Madame Latournelle intuyó que la única que tendría que arremangarse sería ella y observó a la esposa del director a la espera de una explicación que no parecía estar dispuesta a dar.

—¿Y debo comunicárselo yo a las muchachas? —preguntó al fin, ante el silencio que le devolvía la señora St. Quentin.

—No es necesario. Le diré a mi marido que escriba unas cartas de recomendación, aunque me temo que tendrán que marcharse sin propina. Como le he dicho, las cuentas no nos son favorables. Tal vez también me decida por despedir al profesor de dibujo… Sí, debería hacerlo. Desde que cierto marqués compra sus cuadros se cree con derecho a una subida de sueldo y, además, bien lo creo capaz de dejarnos en la estacada si consigue vender a otros nobles. ¿Se imagina que se marchara a mitad de curso? ¿Qué haríamos entonces?

—¿Y quién dará las clases de dibujo? —preguntó alarmada la falsa francesa, temiendo que esa tarea le fuera atribuida a ella. Nunca se le había dado bien dibujar y no tenía ni idea de pintura.

—Acabo de leer en el periódico el anuncio de una tal Louise Gibbons. Es una joven de buena familia venida a menos. Se ofrece como institutriz, pero he decidido escribirle para ofrecerle el puesto a cambio de comida y alojamiento.

—¿Sin un sueldo?

—Esperemos que esté desesperada —respondió la señora St. Quentin al tiempo que cruzaba los dedos—. No nos podemos permitir pagar ningún tipo de sueldo.

—Pues igual debería ofrecérselo para que, además de enseñar la asignatura, ayude también a las criadas. Sigo pensando que ellas solas no podrán con tanto trabajo.

—Usted las ayudará, no nos queda otra. —Por fin lo dijo. Ya no eran ambas las que se tenían que arremangar, a madame Latournelle le quedó claro que dejaba toda la tarea para ella—. Tendrá que renunciar a las funciones teatrales y dedicar esas horas a trabajos menos gratificantes.

—¡La Abadía no puede renunciar al teatro, es nuestra carta de presentación! —protestó.

—No he dicho que vayamos a renunciar.

Esa afirmación le dolió aún más. ¿Acaso quería ahorrar en criadas y pagar a alguien para que la sustituyera? ¿Acaso pensaba sustituirla ella, que no sabía nada de teatro?

—¿Y quién las dirigirá?

—He estado pensando en ello y creo que sería buena idea que lo hicieran antiguas alumnas. De aquí han salido muchachas brillantes que, además de hacernos el favor de dirigir las obras, son un gran ejemplo de los logros del internado. Eso, sin duda, ha de ser un reclamo para las familias.

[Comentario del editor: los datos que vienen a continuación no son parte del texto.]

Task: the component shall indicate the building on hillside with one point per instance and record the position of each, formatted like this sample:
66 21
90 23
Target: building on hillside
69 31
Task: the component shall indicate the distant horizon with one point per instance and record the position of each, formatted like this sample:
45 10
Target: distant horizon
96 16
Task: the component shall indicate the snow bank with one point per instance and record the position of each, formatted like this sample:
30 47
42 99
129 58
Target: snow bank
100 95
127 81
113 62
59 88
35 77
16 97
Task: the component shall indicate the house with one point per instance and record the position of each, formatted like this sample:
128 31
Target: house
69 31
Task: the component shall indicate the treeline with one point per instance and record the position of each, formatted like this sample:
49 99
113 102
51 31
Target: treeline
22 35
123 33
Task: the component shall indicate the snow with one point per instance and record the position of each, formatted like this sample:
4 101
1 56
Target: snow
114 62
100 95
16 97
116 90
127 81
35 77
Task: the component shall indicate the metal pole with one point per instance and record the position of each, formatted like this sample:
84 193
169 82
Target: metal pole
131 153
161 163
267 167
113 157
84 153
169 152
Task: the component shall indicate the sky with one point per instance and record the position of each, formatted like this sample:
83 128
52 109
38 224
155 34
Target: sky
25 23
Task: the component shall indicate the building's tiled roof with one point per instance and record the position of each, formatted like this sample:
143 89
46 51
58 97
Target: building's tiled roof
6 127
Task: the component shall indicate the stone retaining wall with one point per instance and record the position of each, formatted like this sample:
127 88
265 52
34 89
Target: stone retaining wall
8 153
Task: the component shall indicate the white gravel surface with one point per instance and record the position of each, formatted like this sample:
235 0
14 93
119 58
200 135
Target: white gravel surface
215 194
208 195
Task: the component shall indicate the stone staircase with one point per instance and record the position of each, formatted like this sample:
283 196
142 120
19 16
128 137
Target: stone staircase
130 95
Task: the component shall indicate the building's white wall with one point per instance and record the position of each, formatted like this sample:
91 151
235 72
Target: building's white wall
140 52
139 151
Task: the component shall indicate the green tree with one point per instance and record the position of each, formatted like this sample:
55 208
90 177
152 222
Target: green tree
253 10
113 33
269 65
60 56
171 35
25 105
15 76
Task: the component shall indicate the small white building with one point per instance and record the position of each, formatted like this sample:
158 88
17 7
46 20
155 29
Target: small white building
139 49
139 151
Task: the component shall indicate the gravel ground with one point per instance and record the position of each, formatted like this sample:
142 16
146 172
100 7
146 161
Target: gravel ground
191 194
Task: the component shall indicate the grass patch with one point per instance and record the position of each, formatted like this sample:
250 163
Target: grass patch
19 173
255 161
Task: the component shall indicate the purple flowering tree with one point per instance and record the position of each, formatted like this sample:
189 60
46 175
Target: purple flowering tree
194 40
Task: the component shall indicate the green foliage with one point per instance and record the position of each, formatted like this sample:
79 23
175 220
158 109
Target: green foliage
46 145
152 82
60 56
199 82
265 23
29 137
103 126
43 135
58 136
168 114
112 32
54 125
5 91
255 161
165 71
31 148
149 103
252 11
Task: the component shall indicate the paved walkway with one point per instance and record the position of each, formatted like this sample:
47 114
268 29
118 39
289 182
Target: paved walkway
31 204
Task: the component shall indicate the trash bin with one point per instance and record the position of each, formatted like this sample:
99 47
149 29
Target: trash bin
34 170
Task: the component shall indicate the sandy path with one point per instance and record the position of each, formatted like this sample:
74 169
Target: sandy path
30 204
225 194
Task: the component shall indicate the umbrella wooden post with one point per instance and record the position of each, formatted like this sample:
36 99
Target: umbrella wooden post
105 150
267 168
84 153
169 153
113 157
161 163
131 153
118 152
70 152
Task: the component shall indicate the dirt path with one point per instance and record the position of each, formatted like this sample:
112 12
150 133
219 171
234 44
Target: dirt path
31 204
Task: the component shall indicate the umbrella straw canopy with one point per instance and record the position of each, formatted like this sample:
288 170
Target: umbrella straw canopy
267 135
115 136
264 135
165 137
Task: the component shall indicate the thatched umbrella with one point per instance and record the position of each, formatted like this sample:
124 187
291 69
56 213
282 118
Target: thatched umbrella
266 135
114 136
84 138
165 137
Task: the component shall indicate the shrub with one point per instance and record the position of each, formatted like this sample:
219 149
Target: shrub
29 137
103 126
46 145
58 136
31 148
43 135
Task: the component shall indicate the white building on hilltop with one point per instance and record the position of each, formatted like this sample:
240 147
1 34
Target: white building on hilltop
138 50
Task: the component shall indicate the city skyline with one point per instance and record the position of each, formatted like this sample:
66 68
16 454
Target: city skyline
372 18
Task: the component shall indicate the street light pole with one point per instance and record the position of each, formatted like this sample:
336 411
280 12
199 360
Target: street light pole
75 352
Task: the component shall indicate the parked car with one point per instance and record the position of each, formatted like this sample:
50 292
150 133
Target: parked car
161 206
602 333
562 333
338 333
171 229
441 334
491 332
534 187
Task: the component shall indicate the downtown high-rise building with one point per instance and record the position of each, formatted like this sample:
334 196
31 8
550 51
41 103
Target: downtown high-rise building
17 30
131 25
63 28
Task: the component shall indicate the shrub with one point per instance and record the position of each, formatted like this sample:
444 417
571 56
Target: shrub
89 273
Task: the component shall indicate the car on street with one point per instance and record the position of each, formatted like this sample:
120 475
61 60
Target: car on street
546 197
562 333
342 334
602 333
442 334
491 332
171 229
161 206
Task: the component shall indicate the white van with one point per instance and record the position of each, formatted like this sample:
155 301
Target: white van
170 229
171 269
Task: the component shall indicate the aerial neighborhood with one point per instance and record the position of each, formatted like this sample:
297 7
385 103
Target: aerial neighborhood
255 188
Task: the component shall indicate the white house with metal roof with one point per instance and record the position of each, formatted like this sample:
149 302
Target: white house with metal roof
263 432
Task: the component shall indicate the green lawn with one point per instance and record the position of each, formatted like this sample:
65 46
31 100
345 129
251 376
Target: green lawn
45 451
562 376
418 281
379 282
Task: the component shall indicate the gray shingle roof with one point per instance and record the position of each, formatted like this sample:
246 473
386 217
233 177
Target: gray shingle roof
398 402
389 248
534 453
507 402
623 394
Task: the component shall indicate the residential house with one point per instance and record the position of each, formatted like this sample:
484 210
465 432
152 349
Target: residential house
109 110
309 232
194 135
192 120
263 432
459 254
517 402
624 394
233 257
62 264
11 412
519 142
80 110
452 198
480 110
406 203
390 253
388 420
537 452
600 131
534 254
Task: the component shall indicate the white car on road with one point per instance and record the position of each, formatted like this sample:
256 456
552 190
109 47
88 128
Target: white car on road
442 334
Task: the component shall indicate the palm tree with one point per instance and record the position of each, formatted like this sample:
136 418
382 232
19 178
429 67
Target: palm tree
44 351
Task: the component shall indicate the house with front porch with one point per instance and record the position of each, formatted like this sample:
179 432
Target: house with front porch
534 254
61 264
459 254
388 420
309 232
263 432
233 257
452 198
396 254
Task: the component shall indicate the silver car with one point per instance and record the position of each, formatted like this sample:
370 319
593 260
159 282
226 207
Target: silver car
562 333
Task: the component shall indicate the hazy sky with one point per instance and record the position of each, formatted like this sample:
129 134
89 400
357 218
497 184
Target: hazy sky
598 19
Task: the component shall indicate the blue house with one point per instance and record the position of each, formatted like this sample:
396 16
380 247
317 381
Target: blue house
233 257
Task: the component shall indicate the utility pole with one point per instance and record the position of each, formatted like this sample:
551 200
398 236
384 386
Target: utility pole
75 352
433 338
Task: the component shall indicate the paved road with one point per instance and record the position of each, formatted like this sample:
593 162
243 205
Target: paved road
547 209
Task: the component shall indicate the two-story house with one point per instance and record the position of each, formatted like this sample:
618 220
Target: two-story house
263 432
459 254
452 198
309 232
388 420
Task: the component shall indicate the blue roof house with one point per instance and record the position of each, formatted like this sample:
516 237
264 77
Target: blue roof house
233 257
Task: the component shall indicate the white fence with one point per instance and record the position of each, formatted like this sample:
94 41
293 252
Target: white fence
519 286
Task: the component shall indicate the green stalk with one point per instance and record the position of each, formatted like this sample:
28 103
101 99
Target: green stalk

—¿Niñas? —preguntó desconcertada el ama de llaves—. ¿Está pensando en niñas para dirigir las obras?

—Más bien en jóvenes que ya no son niñas. Seguro que algunas aún permanecen solteras. Voy a repasar los expedientes y a hacer un listado de aquellas que demostraron afición por la lectura —pensó en voz alta—. Ahora mismo, sólo se me ocurre la señorita Turner, pero tiene que haber muchas más.

—Creo recordar que la señorita Turner se casó. Puedo estar equivocada, pero aseguraría que así fue. Y lo más probable es que se hayan casado muchas más de las que no tenemos noticia. No me parece buena idea que utilice a niñas para una tarea tan delicada —objetó.

—Tiene razón, tal vez deba pensar en alumnas que aún sean menores de dieciocho años, hay más posibilidades de que acepten pasar un mes en la Abadía. Yo misma escribiré las invitaciones, soy consciente de que, en casos así, en el que no hay mayor atractivo que su vanidad, conviene adularlas. ¿Cómo se llamaba aquella niña que llegó aquí con su hermana hará unos seis años? ¿Aquella que apenas hablaba y se pasaba todo el día en la biblioteca?

—¿Cuál de ellas? Ha habido muchas que han amado la lectura…

—Vinieron también con una prima que se apellidaba Cooper. ¡Ah, sí! Austen, se apellidaba Austen, la pequeña Jane Austen.